Experimental data-driven uncertainty quantification for the dynamic fracture toughness of particulate polymer composites

Abstract

This paper presents an experimental investigation supported by data-driven approaches concerning the influence of critical stochastic effects on the dynamic fracture toughness of glass-filled epoxy composites using a computationally efficient framework of uncertainty quantification. Three different shapes of glass particles are considered including rod, spherical and flaky shapes with coupled stochastic variations in aspect ratio, dynamic elastic modulus and volume fraction. An artificial neural network based surrogate assisted Monte Carlo simulation is carried out here in conjunction with advanced experimental techniques like digital image correlation and scanning electron microscopy to quantify the uncertainty and sensitivity associated with the dynamic fracture toughness of composites in terms of stress intensity factor under dynamic impact.
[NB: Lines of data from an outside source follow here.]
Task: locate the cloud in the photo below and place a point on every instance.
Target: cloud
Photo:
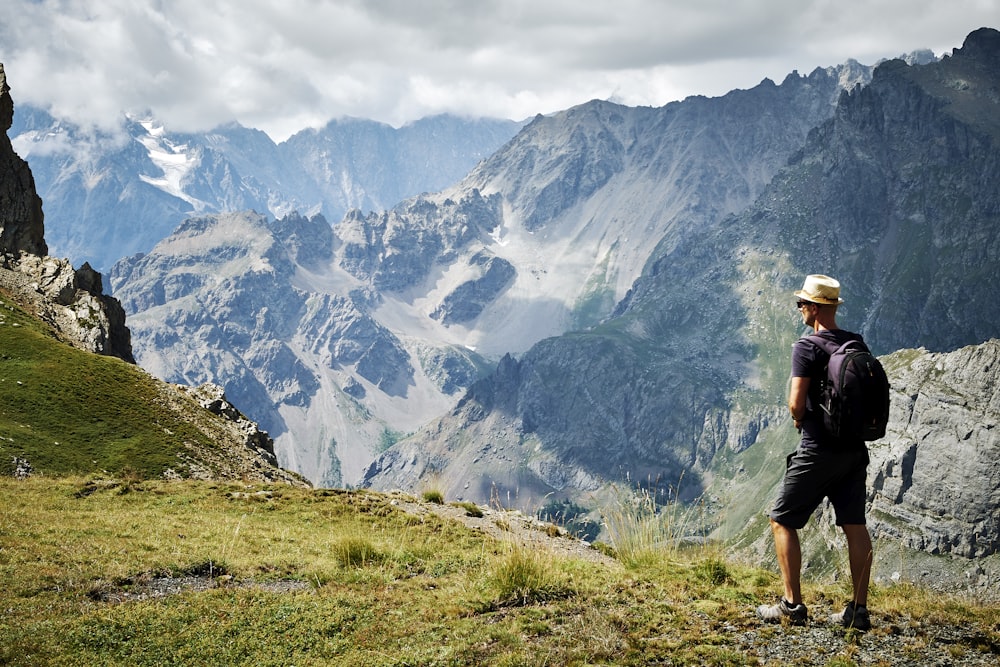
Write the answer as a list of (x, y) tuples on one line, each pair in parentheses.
[(281, 65)]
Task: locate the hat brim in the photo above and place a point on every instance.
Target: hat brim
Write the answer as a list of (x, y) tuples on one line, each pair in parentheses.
[(823, 301)]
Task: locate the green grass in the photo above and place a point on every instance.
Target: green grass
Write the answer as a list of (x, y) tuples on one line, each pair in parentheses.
[(288, 575), (73, 412)]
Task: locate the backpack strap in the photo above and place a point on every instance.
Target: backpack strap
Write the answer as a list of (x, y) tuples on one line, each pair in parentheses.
[(830, 346)]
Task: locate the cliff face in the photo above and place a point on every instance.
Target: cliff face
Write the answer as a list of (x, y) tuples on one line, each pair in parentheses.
[(21, 227), (71, 301), (896, 195), (934, 481)]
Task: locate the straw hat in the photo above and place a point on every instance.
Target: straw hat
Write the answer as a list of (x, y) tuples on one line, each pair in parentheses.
[(820, 289)]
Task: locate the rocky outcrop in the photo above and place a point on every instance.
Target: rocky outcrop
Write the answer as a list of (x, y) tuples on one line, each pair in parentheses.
[(71, 301), (934, 479), (21, 221), (212, 397)]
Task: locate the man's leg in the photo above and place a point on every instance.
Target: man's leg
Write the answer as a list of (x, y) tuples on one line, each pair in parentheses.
[(789, 552), (859, 551)]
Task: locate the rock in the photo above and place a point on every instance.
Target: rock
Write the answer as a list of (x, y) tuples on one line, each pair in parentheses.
[(934, 480), (71, 301), (21, 220)]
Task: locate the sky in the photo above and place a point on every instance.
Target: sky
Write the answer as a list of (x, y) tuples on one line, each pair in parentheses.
[(284, 65)]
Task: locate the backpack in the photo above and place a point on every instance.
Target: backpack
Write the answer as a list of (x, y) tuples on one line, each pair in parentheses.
[(854, 396)]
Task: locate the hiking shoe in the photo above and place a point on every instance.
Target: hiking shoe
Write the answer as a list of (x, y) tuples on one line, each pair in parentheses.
[(797, 614), (854, 616)]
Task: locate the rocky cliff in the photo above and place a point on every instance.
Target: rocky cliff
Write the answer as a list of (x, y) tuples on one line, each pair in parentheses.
[(112, 195), (379, 329), (71, 300), (72, 303), (934, 479), (895, 194)]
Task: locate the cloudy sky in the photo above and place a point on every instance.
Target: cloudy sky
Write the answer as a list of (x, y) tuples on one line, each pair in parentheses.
[(283, 65)]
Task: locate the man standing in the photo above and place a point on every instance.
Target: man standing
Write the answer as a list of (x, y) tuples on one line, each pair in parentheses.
[(821, 467)]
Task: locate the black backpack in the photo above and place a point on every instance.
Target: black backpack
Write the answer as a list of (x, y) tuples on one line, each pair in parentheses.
[(854, 396)]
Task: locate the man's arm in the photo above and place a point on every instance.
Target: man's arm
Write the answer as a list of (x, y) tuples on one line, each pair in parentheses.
[(797, 399)]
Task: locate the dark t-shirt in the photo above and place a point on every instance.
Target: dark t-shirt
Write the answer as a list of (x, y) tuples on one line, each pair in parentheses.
[(809, 360)]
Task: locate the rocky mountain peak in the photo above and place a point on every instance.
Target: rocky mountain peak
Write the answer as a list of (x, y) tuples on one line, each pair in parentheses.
[(21, 226), (70, 300)]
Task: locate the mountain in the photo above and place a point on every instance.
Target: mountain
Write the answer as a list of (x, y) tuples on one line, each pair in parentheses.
[(683, 387), (391, 315), (71, 399), (115, 194)]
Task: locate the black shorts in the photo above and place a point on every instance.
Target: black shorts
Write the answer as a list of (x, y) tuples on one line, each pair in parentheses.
[(814, 473)]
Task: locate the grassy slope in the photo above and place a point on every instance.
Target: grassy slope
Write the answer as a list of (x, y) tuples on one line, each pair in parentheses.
[(377, 586), (68, 411)]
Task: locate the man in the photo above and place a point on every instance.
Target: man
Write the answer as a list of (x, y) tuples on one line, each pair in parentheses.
[(821, 467)]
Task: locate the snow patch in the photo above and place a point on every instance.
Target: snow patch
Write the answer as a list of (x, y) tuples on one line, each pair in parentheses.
[(174, 160)]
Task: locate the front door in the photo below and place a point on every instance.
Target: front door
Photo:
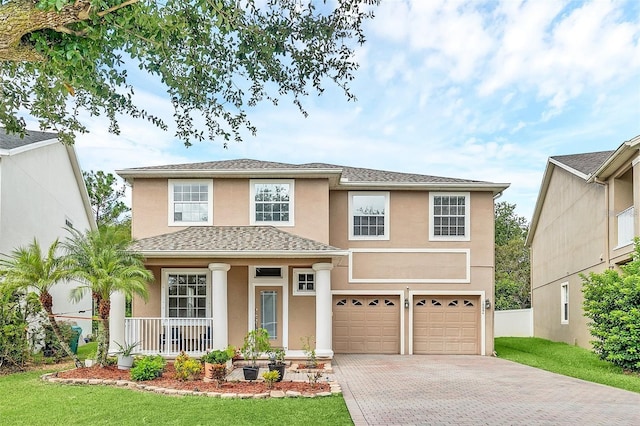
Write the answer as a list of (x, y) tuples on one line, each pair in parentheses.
[(269, 312)]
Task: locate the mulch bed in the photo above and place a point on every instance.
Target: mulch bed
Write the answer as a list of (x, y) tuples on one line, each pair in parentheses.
[(168, 380)]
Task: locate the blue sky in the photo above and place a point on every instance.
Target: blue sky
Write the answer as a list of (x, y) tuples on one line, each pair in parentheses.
[(468, 89)]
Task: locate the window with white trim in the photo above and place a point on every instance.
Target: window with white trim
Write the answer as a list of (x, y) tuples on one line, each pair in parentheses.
[(369, 215), (564, 303), (304, 282), (449, 216), (272, 202), (185, 293), (190, 202)]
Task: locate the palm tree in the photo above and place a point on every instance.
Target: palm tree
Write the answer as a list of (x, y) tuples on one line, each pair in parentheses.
[(26, 268), (102, 260)]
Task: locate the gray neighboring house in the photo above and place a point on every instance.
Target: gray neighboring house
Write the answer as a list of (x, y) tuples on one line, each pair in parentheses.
[(42, 191)]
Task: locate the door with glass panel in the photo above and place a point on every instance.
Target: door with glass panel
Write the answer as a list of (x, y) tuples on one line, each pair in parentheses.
[(269, 312)]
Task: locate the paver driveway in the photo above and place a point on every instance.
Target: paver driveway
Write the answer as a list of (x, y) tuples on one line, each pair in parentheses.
[(470, 390)]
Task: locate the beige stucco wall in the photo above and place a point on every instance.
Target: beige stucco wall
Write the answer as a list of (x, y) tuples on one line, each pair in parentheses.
[(569, 239), (231, 207), (409, 229)]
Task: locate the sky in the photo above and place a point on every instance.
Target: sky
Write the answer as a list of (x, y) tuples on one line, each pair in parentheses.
[(483, 90)]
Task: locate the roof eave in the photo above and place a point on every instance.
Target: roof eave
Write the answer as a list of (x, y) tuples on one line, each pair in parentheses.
[(435, 186), (241, 254), (621, 155)]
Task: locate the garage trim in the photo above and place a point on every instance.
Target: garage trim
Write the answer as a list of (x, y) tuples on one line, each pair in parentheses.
[(399, 293), (450, 293)]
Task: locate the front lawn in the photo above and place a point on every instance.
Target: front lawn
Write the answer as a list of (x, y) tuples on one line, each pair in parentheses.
[(565, 359), (26, 400)]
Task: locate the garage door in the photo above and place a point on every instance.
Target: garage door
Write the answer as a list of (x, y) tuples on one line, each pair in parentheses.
[(446, 325), (368, 324)]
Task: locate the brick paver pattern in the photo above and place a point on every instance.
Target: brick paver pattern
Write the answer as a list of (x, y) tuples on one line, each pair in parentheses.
[(473, 390)]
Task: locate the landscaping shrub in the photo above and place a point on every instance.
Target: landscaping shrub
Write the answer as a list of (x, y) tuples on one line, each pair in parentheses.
[(147, 368), (186, 367), (612, 303)]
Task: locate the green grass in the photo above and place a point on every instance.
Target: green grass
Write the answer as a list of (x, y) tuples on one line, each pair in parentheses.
[(565, 359), (27, 400)]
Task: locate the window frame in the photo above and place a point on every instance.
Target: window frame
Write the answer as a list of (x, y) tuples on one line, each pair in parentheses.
[(252, 201), (164, 290), (467, 218), (387, 215), (303, 271), (564, 303), (170, 216)]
The study reveals that the pre-crack initiation time regime shows the most prominent effect of uncertainty. Additionally, rod shape and the aspect ratio are the most sensitive filler type and input parameter respectively for characterizing dynamic fracture toughness. Here the quantitative results based on large-scale data-driven approaches convincingly demonstrate using a computational mapping between the stochastic input and output parameter spaces that the effect of uncertainty gets pronounced significantly while propagating from the compound source level to the impact responses. Such outcomes based on experimental data essentially bring us to the realization that quantification of uncertainty is of utmost importance for developing a reliable and practically relevant inclusive analysis and design framework for the dynamic fracture of particulate composites. With limited literature available on the determination of fracture toughness considering inertial effects, the present work demonstrates a novel and insightful experimental approach for uncertainty quantification and sensitivity analysis of dynamic fracture toughness of particulate polymer composites based on surrogate modeling.